Every sequel faces a challenge of living up to whatever came before it. The Sims 4 struggles with this more than most video games because the series has such a distinctive and successful history.
The shadow that The Sims 4 lives under came up in an unexpectedly candid way yesterday when I was speaking to Rachel Franklin, an executive producer on the game. We were talking about the new stuff that the game’s getting over the next few months. Most of these additions—swimming pools, ghost Sims, new careers—seem to address specific complaints that fans have had about where they find the new game lacking. Hearing Franklin describe the new ways that, say, ghosts will function in The Sims 4, I kept thinking back to the main criticisms I’ve seen bubble up online before the game had even been released. Given the intensity with which many fans have aired their grievances, it’s tempting to see anything that EA now does with The Sims 4 as a defensive, or reactive, gesture.

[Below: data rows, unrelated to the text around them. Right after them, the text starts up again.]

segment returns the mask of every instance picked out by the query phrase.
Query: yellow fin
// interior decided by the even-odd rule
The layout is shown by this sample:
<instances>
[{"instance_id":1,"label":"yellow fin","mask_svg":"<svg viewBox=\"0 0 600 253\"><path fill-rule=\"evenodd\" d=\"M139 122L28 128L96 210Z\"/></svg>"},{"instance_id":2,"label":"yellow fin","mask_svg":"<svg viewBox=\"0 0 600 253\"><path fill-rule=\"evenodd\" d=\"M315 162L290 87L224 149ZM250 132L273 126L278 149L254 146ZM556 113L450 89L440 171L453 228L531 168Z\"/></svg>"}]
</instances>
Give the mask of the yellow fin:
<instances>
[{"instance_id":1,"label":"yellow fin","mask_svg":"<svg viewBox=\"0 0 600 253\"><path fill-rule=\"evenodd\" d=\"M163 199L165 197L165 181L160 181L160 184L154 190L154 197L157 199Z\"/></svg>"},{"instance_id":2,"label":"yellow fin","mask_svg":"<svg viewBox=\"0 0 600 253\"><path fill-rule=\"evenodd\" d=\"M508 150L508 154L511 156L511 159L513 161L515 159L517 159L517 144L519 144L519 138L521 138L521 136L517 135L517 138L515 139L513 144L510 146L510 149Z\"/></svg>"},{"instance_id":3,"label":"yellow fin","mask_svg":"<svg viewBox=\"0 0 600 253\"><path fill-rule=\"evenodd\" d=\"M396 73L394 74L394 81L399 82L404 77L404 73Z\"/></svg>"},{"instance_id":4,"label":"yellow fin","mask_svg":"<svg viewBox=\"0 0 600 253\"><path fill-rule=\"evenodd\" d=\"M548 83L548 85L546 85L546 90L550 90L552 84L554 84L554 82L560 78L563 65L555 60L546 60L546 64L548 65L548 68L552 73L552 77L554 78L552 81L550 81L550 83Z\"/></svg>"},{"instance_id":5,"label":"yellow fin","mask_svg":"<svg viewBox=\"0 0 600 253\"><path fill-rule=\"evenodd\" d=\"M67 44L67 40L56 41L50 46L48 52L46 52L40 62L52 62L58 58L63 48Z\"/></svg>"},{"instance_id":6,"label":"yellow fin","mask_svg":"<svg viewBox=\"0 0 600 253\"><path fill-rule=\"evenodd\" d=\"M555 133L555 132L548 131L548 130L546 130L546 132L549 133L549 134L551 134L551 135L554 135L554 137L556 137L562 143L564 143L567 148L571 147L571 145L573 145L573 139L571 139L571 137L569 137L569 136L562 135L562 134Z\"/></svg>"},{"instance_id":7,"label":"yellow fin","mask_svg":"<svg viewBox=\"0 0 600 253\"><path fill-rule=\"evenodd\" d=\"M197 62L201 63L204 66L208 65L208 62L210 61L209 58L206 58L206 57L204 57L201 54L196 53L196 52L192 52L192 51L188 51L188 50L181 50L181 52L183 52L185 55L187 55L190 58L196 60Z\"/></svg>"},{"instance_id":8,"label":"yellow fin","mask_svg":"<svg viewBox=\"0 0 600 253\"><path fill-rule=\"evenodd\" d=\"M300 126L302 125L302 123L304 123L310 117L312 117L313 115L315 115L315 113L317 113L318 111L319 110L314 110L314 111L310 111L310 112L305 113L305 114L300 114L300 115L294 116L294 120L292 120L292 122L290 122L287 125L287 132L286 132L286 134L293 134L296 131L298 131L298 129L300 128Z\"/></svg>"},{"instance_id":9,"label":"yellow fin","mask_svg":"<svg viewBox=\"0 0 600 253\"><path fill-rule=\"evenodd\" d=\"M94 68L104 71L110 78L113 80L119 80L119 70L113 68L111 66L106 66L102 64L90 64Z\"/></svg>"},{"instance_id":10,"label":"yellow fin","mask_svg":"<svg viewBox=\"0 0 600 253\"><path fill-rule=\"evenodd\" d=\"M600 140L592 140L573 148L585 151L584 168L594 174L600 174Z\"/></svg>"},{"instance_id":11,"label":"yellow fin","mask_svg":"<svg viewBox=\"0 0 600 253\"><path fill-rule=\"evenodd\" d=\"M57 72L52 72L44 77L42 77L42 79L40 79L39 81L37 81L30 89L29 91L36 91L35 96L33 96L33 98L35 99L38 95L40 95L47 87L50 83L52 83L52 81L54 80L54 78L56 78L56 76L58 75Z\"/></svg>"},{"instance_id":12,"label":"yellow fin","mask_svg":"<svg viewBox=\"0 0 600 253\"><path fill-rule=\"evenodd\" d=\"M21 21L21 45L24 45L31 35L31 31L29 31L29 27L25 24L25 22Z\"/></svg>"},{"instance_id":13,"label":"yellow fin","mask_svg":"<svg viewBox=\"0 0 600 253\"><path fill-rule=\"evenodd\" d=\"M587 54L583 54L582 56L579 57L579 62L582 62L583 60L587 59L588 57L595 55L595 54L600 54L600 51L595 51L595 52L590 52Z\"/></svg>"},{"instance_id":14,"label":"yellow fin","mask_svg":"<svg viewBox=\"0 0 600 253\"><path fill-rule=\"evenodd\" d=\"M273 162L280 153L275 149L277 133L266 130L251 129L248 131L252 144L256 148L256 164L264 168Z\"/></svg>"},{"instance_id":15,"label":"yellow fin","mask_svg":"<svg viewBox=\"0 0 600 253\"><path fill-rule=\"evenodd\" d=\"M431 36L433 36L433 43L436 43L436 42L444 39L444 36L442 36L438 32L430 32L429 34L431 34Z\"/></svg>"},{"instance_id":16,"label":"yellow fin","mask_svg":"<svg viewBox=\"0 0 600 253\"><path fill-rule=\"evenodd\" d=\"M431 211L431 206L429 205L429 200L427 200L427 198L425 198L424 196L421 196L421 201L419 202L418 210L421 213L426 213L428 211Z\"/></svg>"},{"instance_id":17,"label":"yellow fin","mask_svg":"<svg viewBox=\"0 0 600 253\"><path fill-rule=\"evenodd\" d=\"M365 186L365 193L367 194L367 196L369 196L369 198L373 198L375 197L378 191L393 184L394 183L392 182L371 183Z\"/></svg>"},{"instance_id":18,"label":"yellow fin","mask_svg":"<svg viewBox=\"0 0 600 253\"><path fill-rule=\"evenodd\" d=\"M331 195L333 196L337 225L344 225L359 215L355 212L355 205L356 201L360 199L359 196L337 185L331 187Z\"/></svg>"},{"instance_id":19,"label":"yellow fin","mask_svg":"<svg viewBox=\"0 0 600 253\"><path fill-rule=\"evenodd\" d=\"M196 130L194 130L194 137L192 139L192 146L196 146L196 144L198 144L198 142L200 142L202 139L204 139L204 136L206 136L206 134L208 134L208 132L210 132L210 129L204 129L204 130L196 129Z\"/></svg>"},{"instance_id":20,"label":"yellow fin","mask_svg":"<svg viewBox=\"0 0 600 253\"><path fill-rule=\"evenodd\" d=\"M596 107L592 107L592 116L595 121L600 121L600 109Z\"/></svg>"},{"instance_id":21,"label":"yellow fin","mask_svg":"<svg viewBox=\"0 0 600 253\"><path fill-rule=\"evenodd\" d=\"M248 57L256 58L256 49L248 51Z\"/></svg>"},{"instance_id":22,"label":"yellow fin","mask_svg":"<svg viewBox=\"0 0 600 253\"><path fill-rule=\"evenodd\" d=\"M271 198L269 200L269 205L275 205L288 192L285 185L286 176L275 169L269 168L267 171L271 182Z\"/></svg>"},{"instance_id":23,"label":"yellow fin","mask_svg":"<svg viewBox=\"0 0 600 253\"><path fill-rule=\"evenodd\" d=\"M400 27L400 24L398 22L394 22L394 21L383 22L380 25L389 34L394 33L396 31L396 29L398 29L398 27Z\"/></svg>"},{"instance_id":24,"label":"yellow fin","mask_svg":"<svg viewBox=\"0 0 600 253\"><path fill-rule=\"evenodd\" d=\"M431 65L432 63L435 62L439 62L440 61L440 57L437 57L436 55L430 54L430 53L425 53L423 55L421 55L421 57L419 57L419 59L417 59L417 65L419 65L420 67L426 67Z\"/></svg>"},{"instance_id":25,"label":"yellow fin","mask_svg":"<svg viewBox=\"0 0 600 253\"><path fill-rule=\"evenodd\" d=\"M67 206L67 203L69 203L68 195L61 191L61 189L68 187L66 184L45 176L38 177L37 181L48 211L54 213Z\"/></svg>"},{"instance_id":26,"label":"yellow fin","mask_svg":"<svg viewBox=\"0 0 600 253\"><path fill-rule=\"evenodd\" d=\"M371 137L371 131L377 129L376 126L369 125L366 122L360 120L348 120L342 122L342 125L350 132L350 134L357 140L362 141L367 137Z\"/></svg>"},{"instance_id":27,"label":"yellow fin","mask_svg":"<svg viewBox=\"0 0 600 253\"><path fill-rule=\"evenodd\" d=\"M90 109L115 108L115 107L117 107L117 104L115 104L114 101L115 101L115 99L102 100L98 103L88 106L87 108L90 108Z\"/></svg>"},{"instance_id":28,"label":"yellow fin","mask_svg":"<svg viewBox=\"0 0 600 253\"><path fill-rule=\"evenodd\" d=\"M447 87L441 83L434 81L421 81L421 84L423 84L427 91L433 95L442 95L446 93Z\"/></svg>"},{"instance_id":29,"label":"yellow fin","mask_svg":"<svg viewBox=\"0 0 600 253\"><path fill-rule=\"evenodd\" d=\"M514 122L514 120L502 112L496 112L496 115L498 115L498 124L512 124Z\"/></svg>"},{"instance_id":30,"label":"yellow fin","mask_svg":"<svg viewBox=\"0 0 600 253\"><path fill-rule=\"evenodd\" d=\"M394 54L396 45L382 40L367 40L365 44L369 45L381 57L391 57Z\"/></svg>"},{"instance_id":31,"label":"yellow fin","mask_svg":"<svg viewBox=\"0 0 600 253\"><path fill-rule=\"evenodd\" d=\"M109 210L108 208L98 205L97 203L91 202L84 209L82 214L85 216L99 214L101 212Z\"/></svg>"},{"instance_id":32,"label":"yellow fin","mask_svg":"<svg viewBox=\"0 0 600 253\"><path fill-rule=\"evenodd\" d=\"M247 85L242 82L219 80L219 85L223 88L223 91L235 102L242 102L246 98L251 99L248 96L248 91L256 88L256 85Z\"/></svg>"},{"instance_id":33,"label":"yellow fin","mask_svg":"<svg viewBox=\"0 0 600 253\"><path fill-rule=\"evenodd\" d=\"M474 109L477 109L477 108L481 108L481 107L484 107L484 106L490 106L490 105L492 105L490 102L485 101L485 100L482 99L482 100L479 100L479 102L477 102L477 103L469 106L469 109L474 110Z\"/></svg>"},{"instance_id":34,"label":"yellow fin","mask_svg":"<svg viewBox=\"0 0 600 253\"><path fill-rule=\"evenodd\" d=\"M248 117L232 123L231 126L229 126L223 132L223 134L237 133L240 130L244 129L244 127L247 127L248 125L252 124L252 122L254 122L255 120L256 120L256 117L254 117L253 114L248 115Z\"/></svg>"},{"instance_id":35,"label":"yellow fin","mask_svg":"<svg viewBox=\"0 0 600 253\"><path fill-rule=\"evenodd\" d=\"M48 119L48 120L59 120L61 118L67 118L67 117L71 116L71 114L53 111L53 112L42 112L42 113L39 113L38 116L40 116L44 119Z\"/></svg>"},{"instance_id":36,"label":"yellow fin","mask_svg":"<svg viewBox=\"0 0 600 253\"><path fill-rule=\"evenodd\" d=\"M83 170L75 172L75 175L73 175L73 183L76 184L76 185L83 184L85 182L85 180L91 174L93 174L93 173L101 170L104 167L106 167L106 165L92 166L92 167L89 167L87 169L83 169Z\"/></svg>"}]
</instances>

Towards the end of our conversation, I asked Franklin if the developer’s plans for future Sims 4 updates and expansions had shifted at all in response to the game’s…complicated reception. Her response was: yes and no.
“We always had a plan to have some paid and some free content,” Franklin said. “For these next three months, these will all be free content updates. So that’s always been our approach.”
“That said, we absolutely listen to our players,” she continued. “And we want feedback from our players, and respect what they’re saying. We try to incorporate that as quickly [as possible] and to the best of our abilities.”